Ваня Карасов - Страница 1
Владимир Соколовский
ВАНЯ КАРАСОВ
В селе Маркова Березовского района стоит памятник юному герою Ване Карасову, павшему от рук белогвардейцев 27 декабря 1918 года. Его имя носит пионерская дружина Березовской средней школы.
1
Поздней ночью, когда все уже спали, застукали возле дома копыта, заржала у ворот лошадь. И стихло.
— Ой, это кто тамока приехал? — проснулась и растревожилась мамка Фекла.
И ребята проснулись: зашумели, завозились. Она подняла двух старших — Гришку и Петьку. Мальчики накинули одежду и выбрались на улицу.
Лошадь беспокойно фыркала, задние ноги нестойко подрагивали — устала. На ней распластался бесформенный темный куль.
— Тпру-ка, тпру-ка, Игреня, — успокаивали ее ребята, приближаясь.
А куль оказался мужиком, намертво обхватившим руками лошадиную шею, вцепившимся в ее шкуру скрюченными, закостеневшими на морозе пальцами. Гришка зашел с одной, другой стороны, глянул в лицо:
— Тятька, мам!
— Охтимнешеньки! — заголосила Фекла. — Околел он, ли чё ли? А сани-то где?
— Вроде живой, — ответил мальчик, приникнув ухом к отцовскому рту.
Снять отца с лошади оказалось непросто: сведенные руки, ноги неохотно расставались с лошадиным крупом, да еще и всадник сопротивлялся, лишь приходил в сознание. Наконец сняли, втащили в избу, где семилетняя девчонка Анька уже раздувала самовар. Игреню отвели в конюшню, кинули сена.

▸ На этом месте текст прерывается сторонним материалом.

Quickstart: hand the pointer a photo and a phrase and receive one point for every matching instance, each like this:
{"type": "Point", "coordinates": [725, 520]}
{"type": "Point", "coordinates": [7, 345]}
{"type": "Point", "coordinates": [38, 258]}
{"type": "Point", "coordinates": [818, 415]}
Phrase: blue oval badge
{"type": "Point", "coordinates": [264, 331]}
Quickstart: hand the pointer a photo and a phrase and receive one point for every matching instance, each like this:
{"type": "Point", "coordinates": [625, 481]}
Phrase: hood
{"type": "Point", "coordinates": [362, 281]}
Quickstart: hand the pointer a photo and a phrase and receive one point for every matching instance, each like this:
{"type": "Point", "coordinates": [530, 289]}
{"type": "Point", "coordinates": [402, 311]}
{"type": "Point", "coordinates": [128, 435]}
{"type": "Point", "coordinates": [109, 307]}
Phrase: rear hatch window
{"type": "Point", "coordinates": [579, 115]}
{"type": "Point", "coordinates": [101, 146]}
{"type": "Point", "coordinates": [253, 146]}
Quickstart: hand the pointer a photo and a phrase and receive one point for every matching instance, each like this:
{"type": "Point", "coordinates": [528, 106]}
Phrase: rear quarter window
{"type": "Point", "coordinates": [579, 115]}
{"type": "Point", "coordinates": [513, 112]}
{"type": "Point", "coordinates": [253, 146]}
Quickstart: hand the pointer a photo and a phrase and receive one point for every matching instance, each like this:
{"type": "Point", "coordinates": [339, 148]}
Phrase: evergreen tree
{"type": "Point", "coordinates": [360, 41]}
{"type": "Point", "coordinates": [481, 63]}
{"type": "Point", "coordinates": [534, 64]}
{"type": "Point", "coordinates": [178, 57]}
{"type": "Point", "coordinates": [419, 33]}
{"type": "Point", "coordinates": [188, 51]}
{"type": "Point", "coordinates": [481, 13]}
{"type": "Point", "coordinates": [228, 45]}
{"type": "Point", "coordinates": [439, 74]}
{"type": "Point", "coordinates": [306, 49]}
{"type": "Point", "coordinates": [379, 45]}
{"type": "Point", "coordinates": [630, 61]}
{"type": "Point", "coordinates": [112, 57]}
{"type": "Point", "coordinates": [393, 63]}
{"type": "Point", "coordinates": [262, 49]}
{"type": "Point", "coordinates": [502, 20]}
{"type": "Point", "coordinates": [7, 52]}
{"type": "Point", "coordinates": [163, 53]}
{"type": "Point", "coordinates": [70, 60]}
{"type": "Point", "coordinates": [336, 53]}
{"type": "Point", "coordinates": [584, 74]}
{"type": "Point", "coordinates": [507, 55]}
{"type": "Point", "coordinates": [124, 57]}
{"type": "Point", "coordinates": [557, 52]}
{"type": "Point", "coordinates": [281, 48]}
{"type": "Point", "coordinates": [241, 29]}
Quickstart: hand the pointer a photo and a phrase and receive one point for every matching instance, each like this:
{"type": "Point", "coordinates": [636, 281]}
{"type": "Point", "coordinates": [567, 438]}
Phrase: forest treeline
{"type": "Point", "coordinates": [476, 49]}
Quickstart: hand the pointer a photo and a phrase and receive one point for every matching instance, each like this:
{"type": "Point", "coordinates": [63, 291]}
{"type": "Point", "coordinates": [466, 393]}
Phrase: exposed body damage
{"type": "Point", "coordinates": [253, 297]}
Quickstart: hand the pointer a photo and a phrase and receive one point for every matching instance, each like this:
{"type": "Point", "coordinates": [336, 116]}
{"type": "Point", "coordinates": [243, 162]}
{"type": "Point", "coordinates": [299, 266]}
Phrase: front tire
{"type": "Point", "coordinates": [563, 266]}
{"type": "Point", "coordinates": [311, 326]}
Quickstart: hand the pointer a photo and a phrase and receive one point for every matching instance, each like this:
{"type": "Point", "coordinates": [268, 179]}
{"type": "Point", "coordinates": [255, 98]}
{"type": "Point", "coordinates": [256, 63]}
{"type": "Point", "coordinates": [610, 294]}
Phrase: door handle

Долго оттирали руки, ноги, лицо, толкали отца. Наконец он стал отходить потихоньку, осмысленно поглядывать вокруг, ругаться на нерасторопных ребят и бабу. Тело крапивно жгло недавним морозом. Лишь когда принялся пить чай, обливая крутым кипятком бороду, заговорил окончательно, но тут уж было не до ору на ребятишек: такое пережил прошлым днем Петро Карасов, что и сам ойкал, рассказывая, и ребята ойкали, и мамка Фекла тихонько подвывала из угла.
2
Две недели назад по их селу Марково прокатились красные, отгоняя на восток белогвардейские части. Вслед за передовыми отрядами в селе появились обозные и тыловые части, командиры ходили по дворам, мобилизуя мужиков с подводами для разной фуражной надобности. Кто шел охотно, кто скрывался с лошадьми в лесах, на заимках. Петро Карасов все думал да раздумывал, как ему поступить, и продумал свое время, по обыкновению. Пришли на двор два красноармейца: «Отец, запрягай подводу, поехали!» И поехал, и возил: то солому, то снаряды, то раненых. Дело крестьянское! А вчера был большой бой под Тулумбасами. Тут-то и время бежать домой, да снова не успел: то поезжай туда, то поезжай сюда. А потом, как пошло в наступление чужое войско, тоже не ускачешь, догонит кавалерия — ссекут на ходу. Лучше уж ткнуться в дно саней, зажмуриться — авось пронесет.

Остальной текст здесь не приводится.